In create_jobs
you are calling crawl
, that would be okay if it was just that. But since you are also calling create_jobs
from crawl
, you can possibly enter an infinite loop. If you had not the condition len(queued_links) > 0
, it would be an infinite loop. To prevent such problems (avoiding stack overflow), python has a recursion limit (see : What is the maximum recursion depth in Python, and how to increase it?).
The thing here is that a webpage is quite likely to contain links to other webpages, so your condition to stop the loop will not occur too often. That's why you are hitting the recursion limit.
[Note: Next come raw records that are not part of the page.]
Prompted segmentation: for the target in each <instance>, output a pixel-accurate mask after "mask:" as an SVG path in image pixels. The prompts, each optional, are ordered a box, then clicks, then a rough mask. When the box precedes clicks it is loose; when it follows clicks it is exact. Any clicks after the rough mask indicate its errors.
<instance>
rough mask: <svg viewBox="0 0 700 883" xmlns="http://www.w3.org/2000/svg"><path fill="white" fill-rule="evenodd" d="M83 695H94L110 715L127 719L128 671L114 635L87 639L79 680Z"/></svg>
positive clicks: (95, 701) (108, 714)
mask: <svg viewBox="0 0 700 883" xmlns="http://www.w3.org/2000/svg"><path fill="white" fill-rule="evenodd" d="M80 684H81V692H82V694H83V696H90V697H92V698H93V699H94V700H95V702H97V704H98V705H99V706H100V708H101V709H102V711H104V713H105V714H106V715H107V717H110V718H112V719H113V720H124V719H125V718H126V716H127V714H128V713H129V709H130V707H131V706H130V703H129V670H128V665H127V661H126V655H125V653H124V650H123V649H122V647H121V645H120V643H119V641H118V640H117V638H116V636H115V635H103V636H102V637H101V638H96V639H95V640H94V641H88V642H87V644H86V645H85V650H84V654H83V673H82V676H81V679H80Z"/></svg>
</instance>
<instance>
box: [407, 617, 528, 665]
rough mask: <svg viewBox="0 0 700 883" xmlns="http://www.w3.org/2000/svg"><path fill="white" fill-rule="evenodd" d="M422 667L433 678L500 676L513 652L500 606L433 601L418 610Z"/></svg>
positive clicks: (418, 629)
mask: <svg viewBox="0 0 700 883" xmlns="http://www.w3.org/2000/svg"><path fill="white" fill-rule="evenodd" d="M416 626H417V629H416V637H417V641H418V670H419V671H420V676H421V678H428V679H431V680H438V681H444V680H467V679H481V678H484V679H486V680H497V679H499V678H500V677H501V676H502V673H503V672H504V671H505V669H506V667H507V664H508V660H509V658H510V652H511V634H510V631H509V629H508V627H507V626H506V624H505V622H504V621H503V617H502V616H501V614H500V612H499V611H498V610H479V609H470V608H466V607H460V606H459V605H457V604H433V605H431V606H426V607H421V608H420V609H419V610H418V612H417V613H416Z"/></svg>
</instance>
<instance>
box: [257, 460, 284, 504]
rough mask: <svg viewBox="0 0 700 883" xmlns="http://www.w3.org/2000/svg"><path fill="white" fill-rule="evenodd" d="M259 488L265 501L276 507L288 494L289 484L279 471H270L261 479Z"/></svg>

You can increase this limit by doing the following (snippet of code taken here : Python: Maximum recursion depth exceeded), but I would not advise you to do that:
import sys
sys.setrecursionlimit(10000) # 10000 is an example, try with different values
The good approach to solve this problem would be to change the design of your algorithm to something like this (basically you iterate over an array that you populate while crawling, instead of making recursive calls):
def crawl(url):
return [url+'a', url+'b']
links = ['foo', 'bar']
for link in links:
links.extend(crawl(link))
Regarding the fact that sometimes your algorithm works and sometimes not, it is quite likely that the pages change over time, if you are really close to the recursion limit it might me that depending on which pages were generated you hit that limit or not.
Finally, it's not because you have only 100 links that you can't hit a recursion limit of 1000 for instance. Indeed, for instance your crawl function will call other functions, etc. ... some recursions are hidden.